Here, we generate a robust phylogenetic framework for the rRNA adenine N(6)-methyltransferase (RAMTase) protein family that shows a more ancient and complex evolutionary history within the family than previously reported. RAMTases occur universally by descent across the three domains of life, and typical orthologs within the family perform methylation of the small subunits of ribosomal RNA (rRNA). However, within the RAMTase family, two different groups of mitochondrial transcription factors, mtTFB1 and mtTFB2, have evolved in eukaryotes through neofunctionalization. Previous phylogenetic analyses have suggested that mtTFB1 and mtTFB2 comprise sister clades that arose via gene duplication, which occurred sometime following the endosymbiosis event that produced the mitochondrion.

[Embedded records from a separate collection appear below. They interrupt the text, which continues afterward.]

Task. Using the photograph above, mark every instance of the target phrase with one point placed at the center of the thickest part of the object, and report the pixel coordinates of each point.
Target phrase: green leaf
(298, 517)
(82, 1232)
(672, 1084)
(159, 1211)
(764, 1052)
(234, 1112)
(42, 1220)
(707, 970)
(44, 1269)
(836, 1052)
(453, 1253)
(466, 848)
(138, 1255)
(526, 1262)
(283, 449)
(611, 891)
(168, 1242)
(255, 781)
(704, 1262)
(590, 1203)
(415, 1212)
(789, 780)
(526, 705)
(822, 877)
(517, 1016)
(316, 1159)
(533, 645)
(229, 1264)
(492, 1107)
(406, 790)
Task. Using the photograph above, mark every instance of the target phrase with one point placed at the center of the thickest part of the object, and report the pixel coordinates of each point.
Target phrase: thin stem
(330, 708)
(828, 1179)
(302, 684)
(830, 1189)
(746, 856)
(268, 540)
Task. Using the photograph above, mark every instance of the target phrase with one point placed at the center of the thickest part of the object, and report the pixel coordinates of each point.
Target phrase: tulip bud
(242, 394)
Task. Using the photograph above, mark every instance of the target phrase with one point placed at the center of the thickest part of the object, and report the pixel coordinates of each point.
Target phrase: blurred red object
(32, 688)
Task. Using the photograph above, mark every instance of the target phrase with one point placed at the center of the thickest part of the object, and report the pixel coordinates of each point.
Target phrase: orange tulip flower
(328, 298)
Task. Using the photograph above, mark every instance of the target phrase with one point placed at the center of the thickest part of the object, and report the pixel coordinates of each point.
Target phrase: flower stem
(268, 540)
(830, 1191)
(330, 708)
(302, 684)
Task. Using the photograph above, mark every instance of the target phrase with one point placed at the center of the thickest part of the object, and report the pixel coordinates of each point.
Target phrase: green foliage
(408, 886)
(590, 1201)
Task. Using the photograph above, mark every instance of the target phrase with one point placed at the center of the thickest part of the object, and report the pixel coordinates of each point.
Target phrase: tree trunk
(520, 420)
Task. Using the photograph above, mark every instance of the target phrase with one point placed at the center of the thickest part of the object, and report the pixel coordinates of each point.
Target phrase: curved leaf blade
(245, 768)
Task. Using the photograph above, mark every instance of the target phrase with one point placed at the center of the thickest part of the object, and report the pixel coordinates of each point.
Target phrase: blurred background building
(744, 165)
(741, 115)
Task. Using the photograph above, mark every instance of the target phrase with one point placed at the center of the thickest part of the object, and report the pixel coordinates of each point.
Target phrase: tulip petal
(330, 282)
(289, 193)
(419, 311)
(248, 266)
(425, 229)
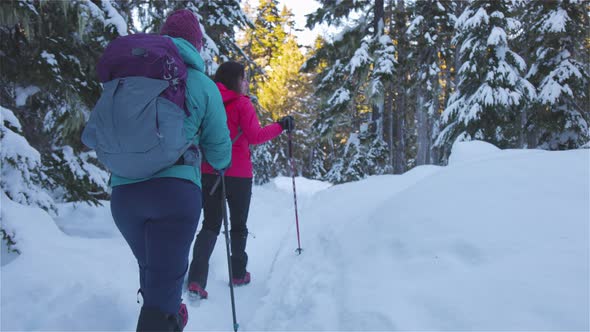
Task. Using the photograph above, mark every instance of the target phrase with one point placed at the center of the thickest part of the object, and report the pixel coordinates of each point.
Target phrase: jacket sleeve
(214, 139)
(250, 125)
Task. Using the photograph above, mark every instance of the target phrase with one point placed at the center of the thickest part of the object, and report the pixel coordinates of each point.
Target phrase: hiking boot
(241, 281)
(195, 289)
(183, 315)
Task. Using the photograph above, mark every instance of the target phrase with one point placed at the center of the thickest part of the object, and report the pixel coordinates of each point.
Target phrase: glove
(287, 122)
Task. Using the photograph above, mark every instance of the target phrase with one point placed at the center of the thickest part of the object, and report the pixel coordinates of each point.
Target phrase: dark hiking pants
(238, 193)
(158, 218)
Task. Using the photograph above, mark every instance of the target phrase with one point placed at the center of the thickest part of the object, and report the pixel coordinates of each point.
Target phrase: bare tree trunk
(423, 140)
(400, 102)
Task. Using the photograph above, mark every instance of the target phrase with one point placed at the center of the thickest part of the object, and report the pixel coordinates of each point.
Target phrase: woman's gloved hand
(287, 122)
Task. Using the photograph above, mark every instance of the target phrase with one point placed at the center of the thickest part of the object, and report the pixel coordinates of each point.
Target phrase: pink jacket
(241, 115)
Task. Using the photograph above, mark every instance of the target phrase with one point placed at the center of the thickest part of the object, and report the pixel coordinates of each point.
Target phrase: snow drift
(497, 240)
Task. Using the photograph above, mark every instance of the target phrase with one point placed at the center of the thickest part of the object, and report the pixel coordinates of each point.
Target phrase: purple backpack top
(137, 127)
(146, 55)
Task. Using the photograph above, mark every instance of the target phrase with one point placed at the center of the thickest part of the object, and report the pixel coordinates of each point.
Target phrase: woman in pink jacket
(244, 129)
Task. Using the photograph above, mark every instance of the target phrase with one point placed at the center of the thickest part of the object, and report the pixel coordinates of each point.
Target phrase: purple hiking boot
(196, 290)
(241, 281)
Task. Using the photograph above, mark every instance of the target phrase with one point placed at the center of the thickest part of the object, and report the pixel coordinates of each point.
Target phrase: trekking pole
(229, 267)
(290, 141)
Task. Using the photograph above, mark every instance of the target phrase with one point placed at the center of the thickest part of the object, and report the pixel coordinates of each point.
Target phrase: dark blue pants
(158, 218)
(238, 194)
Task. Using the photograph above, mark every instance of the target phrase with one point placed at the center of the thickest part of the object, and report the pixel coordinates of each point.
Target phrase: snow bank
(497, 240)
(471, 151)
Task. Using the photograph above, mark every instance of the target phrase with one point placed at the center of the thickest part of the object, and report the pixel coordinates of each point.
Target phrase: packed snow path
(497, 240)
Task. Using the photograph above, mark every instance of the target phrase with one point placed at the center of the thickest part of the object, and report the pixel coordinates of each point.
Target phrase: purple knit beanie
(184, 24)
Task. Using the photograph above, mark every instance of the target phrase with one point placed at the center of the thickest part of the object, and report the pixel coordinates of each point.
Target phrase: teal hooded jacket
(204, 102)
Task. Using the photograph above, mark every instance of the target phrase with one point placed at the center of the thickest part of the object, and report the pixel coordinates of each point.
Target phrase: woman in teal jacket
(158, 216)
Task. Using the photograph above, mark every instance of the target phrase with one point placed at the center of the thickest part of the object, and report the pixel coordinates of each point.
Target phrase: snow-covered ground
(497, 240)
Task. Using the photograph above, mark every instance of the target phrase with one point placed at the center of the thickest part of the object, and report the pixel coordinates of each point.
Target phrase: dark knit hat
(184, 24)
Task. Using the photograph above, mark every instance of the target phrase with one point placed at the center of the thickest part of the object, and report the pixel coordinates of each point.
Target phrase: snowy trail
(271, 223)
(497, 240)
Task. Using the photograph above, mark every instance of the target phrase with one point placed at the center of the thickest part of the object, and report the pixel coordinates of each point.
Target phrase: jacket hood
(228, 95)
(189, 54)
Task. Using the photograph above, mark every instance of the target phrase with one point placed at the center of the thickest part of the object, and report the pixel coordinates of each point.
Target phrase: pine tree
(357, 72)
(491, 91)
(431, 30)
(48, 77)
(554, 33)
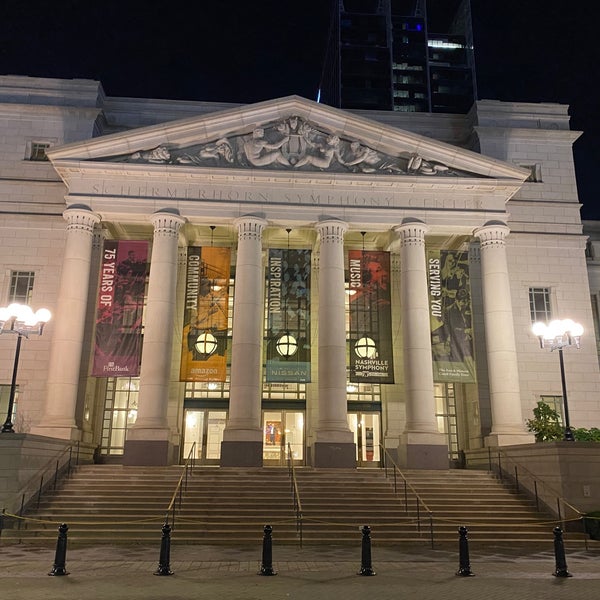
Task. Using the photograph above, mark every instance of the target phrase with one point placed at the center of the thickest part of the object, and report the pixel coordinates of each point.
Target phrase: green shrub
(545, 424)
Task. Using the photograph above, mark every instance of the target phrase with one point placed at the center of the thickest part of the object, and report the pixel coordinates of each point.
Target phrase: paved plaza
(310, 573)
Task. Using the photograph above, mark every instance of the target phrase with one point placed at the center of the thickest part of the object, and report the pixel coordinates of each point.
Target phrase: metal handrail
(503, 472)
(188, 465)
(295, 493)
(47, 476)
(407, 486)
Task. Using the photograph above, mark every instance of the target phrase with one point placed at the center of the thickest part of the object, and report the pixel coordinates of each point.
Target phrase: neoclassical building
(245, 281)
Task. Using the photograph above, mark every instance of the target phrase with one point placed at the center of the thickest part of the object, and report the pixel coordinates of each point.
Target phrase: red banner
(120, 306)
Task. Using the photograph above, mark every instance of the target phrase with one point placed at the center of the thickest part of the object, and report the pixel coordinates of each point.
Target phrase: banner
(204, 351)
(288, 316)
(451, 316)
(371, 358)
(118, 343)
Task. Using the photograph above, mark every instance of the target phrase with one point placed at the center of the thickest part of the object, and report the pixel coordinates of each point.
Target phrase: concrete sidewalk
(310, 573)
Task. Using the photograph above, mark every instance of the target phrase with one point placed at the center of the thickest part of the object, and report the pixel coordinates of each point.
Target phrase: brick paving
(322, 573)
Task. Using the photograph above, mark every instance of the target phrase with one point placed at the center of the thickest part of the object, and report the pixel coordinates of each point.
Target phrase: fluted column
(148, 441)
(242, 438)
(422, 445)
(334, 445)
(68, 326)
(503, 373)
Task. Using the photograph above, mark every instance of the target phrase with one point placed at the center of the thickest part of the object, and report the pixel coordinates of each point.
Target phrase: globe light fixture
(365, 348)
(557, 335)
(206, 343)
(20, 320)
(287, 345)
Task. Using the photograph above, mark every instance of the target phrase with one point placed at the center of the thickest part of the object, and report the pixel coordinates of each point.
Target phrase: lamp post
(23, 322)
(557, 335)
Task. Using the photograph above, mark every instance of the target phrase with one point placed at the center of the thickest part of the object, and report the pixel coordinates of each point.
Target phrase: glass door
(367, 436)
(280, 428)
(205, 427)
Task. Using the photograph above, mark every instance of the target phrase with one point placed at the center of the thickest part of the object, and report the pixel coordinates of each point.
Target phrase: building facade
(245, 282)
(401, 55)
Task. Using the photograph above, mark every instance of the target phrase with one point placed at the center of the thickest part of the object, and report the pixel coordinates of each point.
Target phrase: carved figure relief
(290, 144)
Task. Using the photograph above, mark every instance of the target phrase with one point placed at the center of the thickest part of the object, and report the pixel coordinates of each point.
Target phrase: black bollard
(464, 567)
(366, 568)
(266, 566)
(164, 568)
(58, 569)
(559, 555)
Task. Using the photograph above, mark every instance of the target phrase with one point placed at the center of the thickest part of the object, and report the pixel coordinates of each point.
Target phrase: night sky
(241, 51)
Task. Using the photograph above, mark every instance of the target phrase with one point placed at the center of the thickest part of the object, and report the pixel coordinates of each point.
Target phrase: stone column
(148, 441)
(242, 437)
(422, 446)
(68, 324)
(334, 444)
(507, 419)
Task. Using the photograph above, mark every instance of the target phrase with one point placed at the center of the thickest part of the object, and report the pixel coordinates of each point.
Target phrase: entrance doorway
(366, 427)
(205, 427)
(280, 428)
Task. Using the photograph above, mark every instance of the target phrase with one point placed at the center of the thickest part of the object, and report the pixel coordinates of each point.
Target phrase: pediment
(285, 135)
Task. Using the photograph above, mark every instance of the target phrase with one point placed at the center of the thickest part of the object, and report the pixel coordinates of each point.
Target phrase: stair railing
(56, 468)
(509, 469)
(390, 464)
(295, 493)
(177, 497)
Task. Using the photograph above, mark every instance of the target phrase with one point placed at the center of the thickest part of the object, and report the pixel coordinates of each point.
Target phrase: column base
(237, 453)
(334, 455)
(149, 453)
(509, 439)
(423, 451)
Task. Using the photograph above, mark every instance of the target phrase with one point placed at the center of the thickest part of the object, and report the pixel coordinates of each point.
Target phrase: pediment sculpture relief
(292, 144)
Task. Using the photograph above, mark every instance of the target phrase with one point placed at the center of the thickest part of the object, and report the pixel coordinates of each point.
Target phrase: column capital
(81, 217)
(250, 227)
(493, 233)
(332, 230)
(167, 221)
(411, 232)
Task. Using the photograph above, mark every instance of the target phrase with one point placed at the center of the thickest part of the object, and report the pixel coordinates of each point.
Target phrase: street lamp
(23, 322)
(557, 335)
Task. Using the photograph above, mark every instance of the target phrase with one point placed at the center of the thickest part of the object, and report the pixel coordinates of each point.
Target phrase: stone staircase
(117, 504)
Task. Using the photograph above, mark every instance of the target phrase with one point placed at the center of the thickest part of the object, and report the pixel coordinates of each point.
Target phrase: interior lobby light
(286, 345)
(206, 343)
(365, 348)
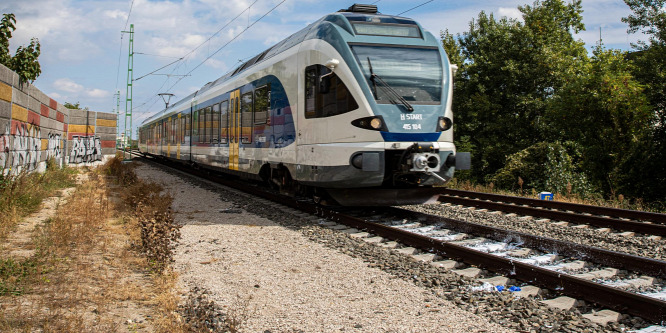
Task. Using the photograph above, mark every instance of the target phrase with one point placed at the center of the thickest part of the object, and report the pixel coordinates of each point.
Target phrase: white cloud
(76, 90)
(97, 93)
(511, 12)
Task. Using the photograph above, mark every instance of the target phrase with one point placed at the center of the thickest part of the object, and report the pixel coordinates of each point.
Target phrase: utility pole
(116, 96)
(128, 95)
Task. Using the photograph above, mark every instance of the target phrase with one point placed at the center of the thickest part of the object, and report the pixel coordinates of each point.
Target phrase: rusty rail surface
(626, 302)
(597, 221)
(564, 206)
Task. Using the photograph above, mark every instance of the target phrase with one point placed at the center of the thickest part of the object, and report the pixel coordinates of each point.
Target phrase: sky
(84, 55)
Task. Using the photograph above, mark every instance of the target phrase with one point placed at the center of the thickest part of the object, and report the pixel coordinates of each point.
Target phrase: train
(353, 110)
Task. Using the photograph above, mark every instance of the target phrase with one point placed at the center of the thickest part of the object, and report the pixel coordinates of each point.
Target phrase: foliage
(605, 112)
(649, 16)
(7, 26)
(543, 167)
(24, 62)
(510, 70)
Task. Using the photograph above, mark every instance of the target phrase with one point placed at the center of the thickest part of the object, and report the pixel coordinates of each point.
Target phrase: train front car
(377, 98)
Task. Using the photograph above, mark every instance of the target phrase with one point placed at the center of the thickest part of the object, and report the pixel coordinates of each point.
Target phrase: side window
(224, 122)
(262, 103)
(173, 130)
(209, 124)
(202, 125)
(188, 127)
(195, 127)
(216, 123)
(310, 91)
(246, 117)
(325, 93)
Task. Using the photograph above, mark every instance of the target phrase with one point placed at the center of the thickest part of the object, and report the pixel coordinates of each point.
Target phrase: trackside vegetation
(541, 113)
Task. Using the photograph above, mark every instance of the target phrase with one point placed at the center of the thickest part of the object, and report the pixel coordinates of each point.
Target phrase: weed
(14, 275)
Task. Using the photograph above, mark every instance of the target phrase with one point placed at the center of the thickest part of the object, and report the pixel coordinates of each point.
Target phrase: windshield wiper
(390, 91)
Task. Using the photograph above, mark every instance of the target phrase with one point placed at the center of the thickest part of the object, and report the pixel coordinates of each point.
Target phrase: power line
(128, 15)
(167, 65)
(156, 55)
(229, 42)
(192, 51)
(409, 10)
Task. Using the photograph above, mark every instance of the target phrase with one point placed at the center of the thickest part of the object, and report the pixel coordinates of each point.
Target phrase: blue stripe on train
(389, 136)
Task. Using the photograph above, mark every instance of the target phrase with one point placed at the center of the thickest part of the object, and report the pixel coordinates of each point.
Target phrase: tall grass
(23, 193)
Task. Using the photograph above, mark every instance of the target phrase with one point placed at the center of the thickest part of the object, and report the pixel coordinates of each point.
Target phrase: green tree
(649, 17)
(509, 71)
(606, 113)
(24, 62)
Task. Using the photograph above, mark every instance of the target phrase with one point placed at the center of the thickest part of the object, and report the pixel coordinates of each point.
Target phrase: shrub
(543, 166)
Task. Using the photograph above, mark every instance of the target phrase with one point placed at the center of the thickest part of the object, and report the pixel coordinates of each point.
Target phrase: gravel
(269, 270)
(638, 245)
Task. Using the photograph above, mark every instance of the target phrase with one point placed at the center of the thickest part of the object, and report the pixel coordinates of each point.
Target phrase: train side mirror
(325, 80)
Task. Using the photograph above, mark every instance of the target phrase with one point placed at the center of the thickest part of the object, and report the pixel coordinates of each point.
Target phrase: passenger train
(354, 109)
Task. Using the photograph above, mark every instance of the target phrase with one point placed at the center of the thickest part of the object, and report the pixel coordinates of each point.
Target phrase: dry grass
(22, 194)
(90, 272)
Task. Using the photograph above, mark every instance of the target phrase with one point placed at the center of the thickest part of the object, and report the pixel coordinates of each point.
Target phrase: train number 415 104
(411, 126)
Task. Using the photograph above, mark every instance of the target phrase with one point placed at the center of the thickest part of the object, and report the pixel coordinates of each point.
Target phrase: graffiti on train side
(85, 149)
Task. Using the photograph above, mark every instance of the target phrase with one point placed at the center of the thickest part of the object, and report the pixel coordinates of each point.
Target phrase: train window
(173, 130)
(195, 126)
(326, 96)
(216, 123)
(188, 127)
(232, 117)
(205, 125)
(246, 118)
(262, 103)
(224, 121)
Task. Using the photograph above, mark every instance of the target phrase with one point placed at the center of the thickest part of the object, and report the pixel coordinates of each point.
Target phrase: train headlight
(375, 123)
(444, 124)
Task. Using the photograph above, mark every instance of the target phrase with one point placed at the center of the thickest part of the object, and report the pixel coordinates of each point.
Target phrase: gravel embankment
(279, 272)
(638, 245)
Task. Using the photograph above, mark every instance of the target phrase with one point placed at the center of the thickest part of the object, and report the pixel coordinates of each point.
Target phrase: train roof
(343, 18)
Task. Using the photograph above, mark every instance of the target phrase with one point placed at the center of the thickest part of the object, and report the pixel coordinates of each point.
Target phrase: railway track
(609, 280)
(602, 217)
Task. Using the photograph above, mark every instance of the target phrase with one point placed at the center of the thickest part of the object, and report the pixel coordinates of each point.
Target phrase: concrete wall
(34, 128)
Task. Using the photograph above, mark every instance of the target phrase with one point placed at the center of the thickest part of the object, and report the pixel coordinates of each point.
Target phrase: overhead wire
(192, 51)
(409, 10)
(229, 42)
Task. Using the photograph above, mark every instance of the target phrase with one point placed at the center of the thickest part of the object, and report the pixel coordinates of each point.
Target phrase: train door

Through dense and taxonomically broad sampling of RAMTase family members especially within bacteria, we found that these eukaryotic mitochondrial transcription factors, mtTFB1 and mtTFB2, have independent origins in phylogenetically distant clades such that their divergence most likely predates the last universal common ancestor of life. The clade of mtTFB2s comprises orthologs in Opisthokonts and the clade of mtTFB1s includes orthologs in Amoebozoa and Metazoa. Thus, we clearly demonstrate that the neofunctionalization producing the transcription factor function evolved twice independently within the RAMTase family. These results are consistent with and help to elucidate outcomes from prior experimental studies, which found that some members of mtTFB1 still perform the ancestral rRNA methylation function, and the results have broader implications for understanding the evolution of new protein functions. Our phylogenetic reconstruction is also in agreement with prior studies showing two independent origins of plastid RAMTases in Viridiplantae and other photosynthetic autotrophs. We believe that this updated phylogeny of RAMTases should provide a robust evolutionary framework for ongoing studies to identify and characterize the functions of these proteins within diverse organisms.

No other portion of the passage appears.